Jesus isn't Plastic!

Please do watch this video



A few months ago I moved back home after being in university, I had just gone through a horrific break up, and I was going back to the place where during my whole time at uni, I didn't want to go back to, I dreaded it. Most significant though was I was in no way walking with the Lord, I wasn't reading my Bible, I was going to church out of obligation once a month or so to keep my Mum happy and I was praying only for things like 'Please let me pass my exams first time' (which I did, which when doing Accounting and Finance is a miracle in itself), 'Please get me the best job without having to do anything' (He didn't answer that one...yet....) and a lot of other self involved prayers. Basically I was dead as a Christian, and I was living a Non-Christian life and I had been for 3 years at Uni.


However with all of that resentment towards my home town (mainly because all my Christian friends were there and I knew I was living a completely empty and meaningless life and it would remind me of that), I moved back and I went along to my home church and all I can say is God spoke to me and spoke to me big time. He made it abundantly clear that I was going no where and unless I changed pretty quick I was heading for a completely miserable life.
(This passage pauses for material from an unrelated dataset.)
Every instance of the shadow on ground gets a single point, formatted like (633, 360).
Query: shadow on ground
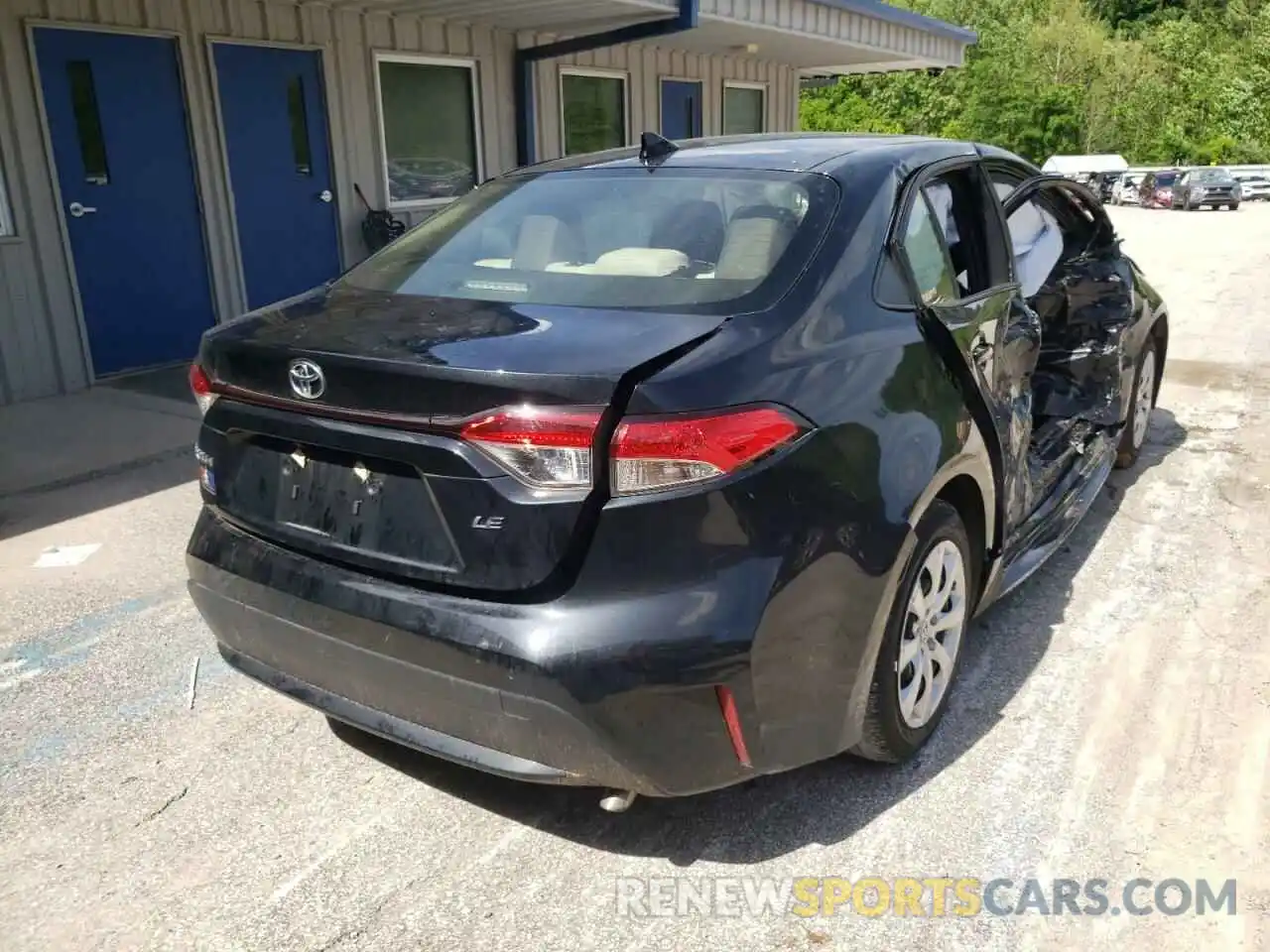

He did speak to me in loads of ways and one of them was this video that a mate of mine showed me when we were exchanging youtube videos (as you do). When I first watched it, it made me angry, but I think it is supposed to do that if you are not living the way you should, I then began to question what it is that Jesus means to me? Is my Jesus plastic? After a while of pondering this I realised I had completely gotten the wrong end of the stick after all the years of sitting in sermons and living as a 'Christian', Jesus is alive and he is real and I can know him. Obviously it wasn't a miraculous sudden change with mist and fancy mood lighting, but my eyes were opened, and over the next few months with me properly reading God's word with RBT (I will be talking about that A LOT in future posts) and letting Jesus rule my life, I really have felt my relationship with Jesus grow into something so much more meaningful. I can now honestly say that my Jesus is real and alive in me and he is definitely not plastic.


Now when I watch this video it encourages me, but it is only through being challenged first that I am now able to take encouragement from it.